Northwest Pediatric Therapy’s
NOTICE OF PRIVACY PRACTICES 

THIS NOTICE DESCRIBES HOW MEDICAL INFORMATION ABOUT YOUR CHILD MAY BE USED OR DISCLOSED AND HOW YOU CAN GET ACCESS TO THIS INFORMATION. PLEASE REVIEW IT CAREFULLY.   IF YOU HAVE ANY QUESTION ABOUT THIS NOTICE OR IF YOU NEED MORE INFORMATION, PLEASE CONTACT OUR PRIVACY OFFICER.


Privacy Officer/Northwest Pediatric Therapy:  Lynn Center
Mailing Address: 2580 East Joyce Blvd Ste 12, Fayetteville, AR 72703  Phone: (479) 521-7337 

About This Notice
This notice of Privacy Practices Describes how Northwest Pediatric Therapy may use or disclose your child’s medical information with and without your consent, how we may contact you regarding your child’s medical information, and your rights with respect to your child’s protected health information. We are also required by law under the Health Information Portability and Accountability Act (HIPAA) to maintain the privacy of your child’s protected health information (PHI). 

What is Protected Health Information (PHI)?  Protected Health Information (PHI) is information that individually identifies your child and that we create or get from you or from another health care provider, a health plan, your employer, or a health care clearinghouse and that relates to (1) your child’s past, present, or future physical or mental health or conditions, (2) the provisions of health care to your child, or (3) the past, present, or future payment of your child’s health care.

How We May Use and Disclose Your Child’s PHI:  
Treatment: We may use your child’s PHI to give medical treatment or services and to manage and coordinate medical care. For example, we may disclose PHI to therapists and other personal who are involved in your child’s treatment, including people outside our practice, such as referring to specialists and physicians.

Payment: We may use and disclose PHI so that we can bill for the treatment and services received from Northwest Pediatric Therapy, to submit a claim to your insurance carrier and/or state funding sources for payment. 

Health Care Operations: HealthCare Operations include activities performed by our clinic , such as quality assessment, case management/coordination, training programs for supervisory purpose, and activities associated with the licensing and issuance of credentials of our staff.
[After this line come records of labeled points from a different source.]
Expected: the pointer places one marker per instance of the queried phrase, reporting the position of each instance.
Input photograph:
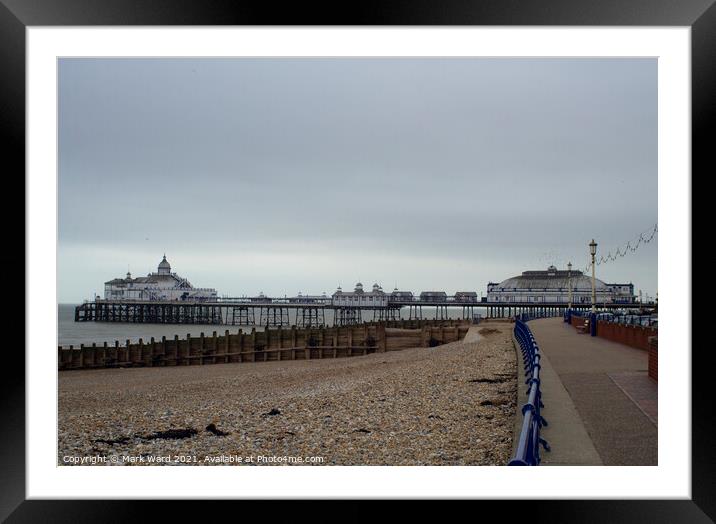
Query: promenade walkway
(599, 402)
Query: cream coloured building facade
(162, 285)
(552, 286)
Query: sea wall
(633, 336)
(262, 346)
(654, 358)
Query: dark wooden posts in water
(273, 344)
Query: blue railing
(629, 319)
(527, 453)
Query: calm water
(71, 332)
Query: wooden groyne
(263, 346)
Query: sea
(76, 333)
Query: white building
(162, 285)
(552, 286)
(359, 298)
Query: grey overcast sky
(287, 175)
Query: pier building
(360, 298)
(162, 285)
(552, 286)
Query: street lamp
(593, 251)
(569, 284)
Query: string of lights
(631, 247)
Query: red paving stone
(610, 389)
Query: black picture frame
(16, 15)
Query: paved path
(607, 387)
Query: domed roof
(164, 264)
(550, 279)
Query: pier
(286, 312)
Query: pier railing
(527, 452)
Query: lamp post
(569, 285)
(593, 252)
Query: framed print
(389, 256)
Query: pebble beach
(450, 405)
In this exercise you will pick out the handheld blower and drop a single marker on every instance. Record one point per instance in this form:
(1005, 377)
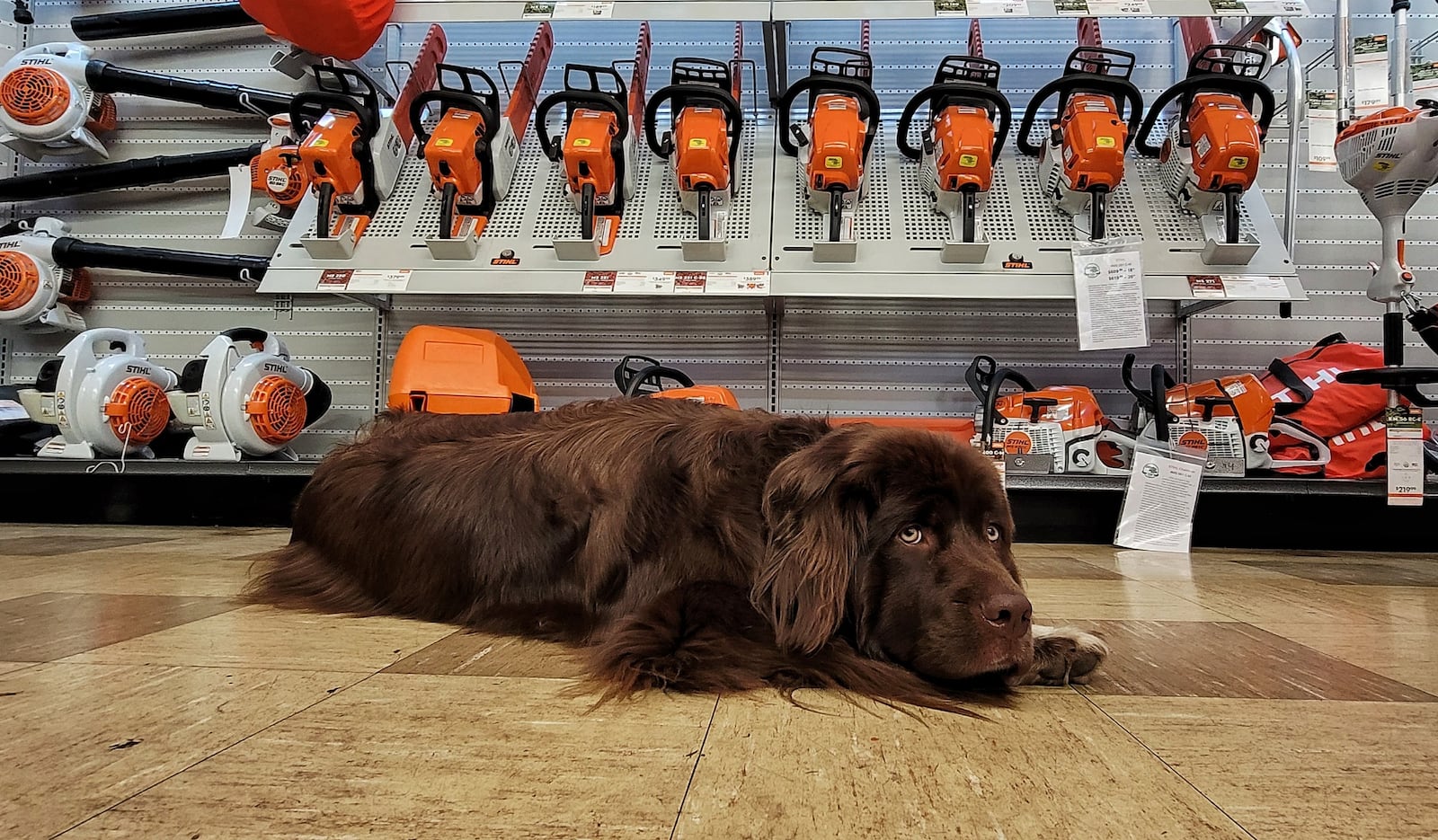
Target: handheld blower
(702, 144)
(42, 270)
(833, 141)
(244, 397)
(351, 157)
(1061, 425)
(102, 394)
(1210, 157)
(1080, 157)
(55, 100)
(967, 124)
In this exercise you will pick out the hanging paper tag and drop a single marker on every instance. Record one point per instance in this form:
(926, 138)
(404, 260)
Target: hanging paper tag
(1158, 505)
(1406, 456)
(1109, 296)
(1323, 131)
(1371, 74)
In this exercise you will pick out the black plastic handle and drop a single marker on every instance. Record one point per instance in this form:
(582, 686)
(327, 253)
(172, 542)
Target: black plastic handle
(596, 100)
(121, 174)
(1064, 86)
(1243, 86)
(996, 102)
(824, 84)
(108, 78)
(201, 18)
(75, 253)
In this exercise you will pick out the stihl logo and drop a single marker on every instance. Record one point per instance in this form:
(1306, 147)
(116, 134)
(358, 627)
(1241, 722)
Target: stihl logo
(1316, 382)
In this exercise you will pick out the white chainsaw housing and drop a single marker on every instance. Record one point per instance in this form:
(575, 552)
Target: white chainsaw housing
(85, 387)
(69, 133)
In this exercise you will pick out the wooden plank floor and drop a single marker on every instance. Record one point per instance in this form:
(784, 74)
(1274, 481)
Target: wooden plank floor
(1250, 695)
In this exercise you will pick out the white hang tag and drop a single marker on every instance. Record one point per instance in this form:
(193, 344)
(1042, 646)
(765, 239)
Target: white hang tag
(1159, 502)
(1109, 296)
(1406, 456)
(1371, 74)
(239, 212)
(1323, 131)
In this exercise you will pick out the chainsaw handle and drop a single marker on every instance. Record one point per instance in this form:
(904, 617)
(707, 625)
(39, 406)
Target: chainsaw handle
(1243, 86)
(823, 84)
(1122, 91)
(599, 100)
(689, 93)
(994, 101)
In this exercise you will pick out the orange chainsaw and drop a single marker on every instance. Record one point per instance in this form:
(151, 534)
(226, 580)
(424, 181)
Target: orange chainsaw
(961, 137)
(1210, 157)
(1061, 425)
(704, 144)
(841, 121)
(1080, 158)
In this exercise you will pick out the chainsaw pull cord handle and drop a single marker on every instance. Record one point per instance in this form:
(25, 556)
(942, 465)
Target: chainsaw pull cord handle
(74, 253)
(824, 84)
(687, 95)
(107, 78)
(1241, 86)
(121, 174)
(990, 98)
(599, 100)
(1122, 91)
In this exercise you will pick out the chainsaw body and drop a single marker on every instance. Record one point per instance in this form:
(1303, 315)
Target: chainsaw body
(48, 107)
(36, 294)
(1082, 155)
(967, 124)
(105, 404)
(833, 141)
(244, 397)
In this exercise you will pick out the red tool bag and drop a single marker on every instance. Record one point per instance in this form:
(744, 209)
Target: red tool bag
(1306, 390)
(344, 29)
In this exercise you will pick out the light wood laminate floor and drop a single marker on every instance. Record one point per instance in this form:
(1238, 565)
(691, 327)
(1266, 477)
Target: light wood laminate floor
(1250, 695)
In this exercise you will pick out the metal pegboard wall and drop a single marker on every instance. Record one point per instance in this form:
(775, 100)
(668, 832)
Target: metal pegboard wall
(573, 344)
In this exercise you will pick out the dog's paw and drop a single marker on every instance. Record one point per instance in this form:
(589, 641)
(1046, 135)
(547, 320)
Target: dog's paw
(1063, 656)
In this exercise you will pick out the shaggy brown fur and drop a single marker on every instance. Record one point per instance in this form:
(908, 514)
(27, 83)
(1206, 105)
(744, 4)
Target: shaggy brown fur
(682, 545)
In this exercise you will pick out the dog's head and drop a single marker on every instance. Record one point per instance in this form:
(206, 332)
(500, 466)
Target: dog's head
(906, 538)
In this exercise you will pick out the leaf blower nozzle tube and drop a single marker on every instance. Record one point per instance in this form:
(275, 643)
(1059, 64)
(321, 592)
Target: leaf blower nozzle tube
(222, 95)
(121, 174)
(75, 253)
(160, 21)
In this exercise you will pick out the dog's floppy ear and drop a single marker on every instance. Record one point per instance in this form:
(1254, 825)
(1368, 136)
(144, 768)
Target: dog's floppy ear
(816, 508)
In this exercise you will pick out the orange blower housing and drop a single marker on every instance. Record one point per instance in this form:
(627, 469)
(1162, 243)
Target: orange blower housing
(455, 370)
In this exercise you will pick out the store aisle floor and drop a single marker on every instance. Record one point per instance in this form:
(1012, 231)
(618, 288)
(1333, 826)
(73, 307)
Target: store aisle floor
(1257, 695)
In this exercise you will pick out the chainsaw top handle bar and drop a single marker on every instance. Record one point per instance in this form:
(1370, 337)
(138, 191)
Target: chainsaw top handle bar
(949, 93)
(1246, 88)
(826, 84)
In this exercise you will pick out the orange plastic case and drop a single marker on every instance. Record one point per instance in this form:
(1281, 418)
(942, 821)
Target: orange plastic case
(344, 29)
(453, 370)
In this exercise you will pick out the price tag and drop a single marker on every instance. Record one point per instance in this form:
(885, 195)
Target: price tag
(1109, 296)
(1370, 74)
(1406, 456)
(1323, 131)
(1158, 507)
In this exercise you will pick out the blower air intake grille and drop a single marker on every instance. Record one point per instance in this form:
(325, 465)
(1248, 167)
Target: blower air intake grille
(277, 411)
(35, 95)
(138, 411)
(19, 281)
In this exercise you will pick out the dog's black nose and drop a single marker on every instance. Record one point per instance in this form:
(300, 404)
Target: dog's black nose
(1008, 612)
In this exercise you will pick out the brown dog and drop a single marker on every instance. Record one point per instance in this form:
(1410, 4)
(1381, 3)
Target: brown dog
(683, 545)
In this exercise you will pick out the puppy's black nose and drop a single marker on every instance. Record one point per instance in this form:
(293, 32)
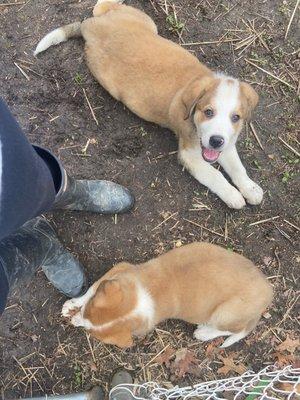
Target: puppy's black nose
(216, 141)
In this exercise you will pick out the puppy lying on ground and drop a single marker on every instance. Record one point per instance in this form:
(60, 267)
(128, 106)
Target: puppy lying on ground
(220, 291)
(163, 83)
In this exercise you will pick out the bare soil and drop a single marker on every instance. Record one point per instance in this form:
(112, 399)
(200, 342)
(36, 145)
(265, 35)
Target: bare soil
(39, 353)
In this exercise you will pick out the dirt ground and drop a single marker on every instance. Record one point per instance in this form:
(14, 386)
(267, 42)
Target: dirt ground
(39, 353)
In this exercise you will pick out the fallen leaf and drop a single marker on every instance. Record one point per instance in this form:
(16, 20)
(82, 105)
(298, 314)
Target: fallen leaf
(289, 345)
(185, 362)
(282, 360)
(34, 338)
(267, 260)
(231, 365)
(213, 346)
(165, 357)
(288, 387)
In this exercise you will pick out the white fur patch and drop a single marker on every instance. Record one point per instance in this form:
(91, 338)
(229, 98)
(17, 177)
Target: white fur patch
(145, 305)
(52, 38)
(224, 103)
(144, 309)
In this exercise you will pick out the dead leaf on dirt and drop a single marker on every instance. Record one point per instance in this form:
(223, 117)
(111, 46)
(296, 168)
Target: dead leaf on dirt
(289, 387)
(289, 345)
(231, 365)
(34, 338)
(165, 357)
(185, 363)
(267, 260)
(213, 347)
(93, 367)
(282, 360)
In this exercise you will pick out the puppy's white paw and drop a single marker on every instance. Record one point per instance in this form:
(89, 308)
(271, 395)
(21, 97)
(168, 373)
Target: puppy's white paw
(77, 320)
(200, 335)
(252, 192)
(70, 308)
(233, 198)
As Required by Law: We will disclose PHI about your child when required to do so by international, federal, state, or local law. 
To Avert a Serious Threat to Health or Safety. We may use and disclose PHI when necessary to prevent a serious threat to your child’s health or safety or to the health and safety of others, but we will only disclosure the information to someone who may be able to help prevent the threat. 
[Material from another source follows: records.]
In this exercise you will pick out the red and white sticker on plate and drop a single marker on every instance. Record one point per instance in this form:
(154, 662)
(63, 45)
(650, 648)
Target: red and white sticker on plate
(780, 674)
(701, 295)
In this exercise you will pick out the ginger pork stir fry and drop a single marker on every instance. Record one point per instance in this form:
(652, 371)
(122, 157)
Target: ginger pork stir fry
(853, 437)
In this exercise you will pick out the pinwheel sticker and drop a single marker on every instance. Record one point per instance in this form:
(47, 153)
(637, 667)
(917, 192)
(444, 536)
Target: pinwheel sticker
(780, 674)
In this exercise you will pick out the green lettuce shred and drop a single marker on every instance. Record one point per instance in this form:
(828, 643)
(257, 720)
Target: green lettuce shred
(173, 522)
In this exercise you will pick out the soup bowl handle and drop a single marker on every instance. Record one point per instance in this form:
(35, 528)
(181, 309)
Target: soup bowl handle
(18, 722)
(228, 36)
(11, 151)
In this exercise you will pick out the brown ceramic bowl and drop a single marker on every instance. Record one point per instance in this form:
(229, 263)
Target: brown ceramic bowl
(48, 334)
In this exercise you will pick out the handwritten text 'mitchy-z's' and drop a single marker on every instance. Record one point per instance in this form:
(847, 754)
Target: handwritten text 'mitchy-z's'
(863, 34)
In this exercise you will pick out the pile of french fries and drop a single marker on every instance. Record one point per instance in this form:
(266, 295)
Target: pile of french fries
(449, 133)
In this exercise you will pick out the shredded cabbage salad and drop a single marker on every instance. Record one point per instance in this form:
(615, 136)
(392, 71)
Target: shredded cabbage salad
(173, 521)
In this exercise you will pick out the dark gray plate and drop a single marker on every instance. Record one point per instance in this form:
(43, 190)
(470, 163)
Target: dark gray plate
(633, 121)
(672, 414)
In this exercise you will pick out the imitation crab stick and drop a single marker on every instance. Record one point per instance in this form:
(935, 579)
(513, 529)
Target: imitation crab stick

Business Associates: We may disclose PHI to our business associates who perform functions on our behalf or provide us with services if the PHI is necessary for those functions or services. For example, we may use another company to do our billing or to provide transcription or consulting services for us. All of our business associates are obligated, under contract with us, to protect the privacy of your child’s PHI.
Health Oversight Activities: We may disclose PHI to health oversight agency for activities authorized by law. These oversight activities include, for example, audits, investigations, inspections, licensure, and similar activities that are necessary for the government to monitor the health care system, government programs, and compliance with civil rights laws.  

Lawsuits and Disputes: If you are involved in a lawsuit or dispute, we my disclose PHI in response to a court or administrative order. We also may disclose PHI in response to a subpoena, discovery request, or other legal process from someone else involved in the dispute, but only if efforts have been made to tell you about the request or to get an order protecting the information requested. We may also use or disclose your PHI to defend ourselves if you are to sue us.
Law Enforcement: We may release PHI if asked by a law enforcement official for the following reasons: in response to a court order, subpoena, warrant, summons or similar processes; to identify or locate a suspect, fugitive, material witness, or missing person; about the victim of a crime if; about a death we believe may be a result of criminal conduct; about criminal conduct on our premises; and in emergency circumstances to report a crime, the location of the crime or victims, or the identity , description, or location of the person who committed the crime. 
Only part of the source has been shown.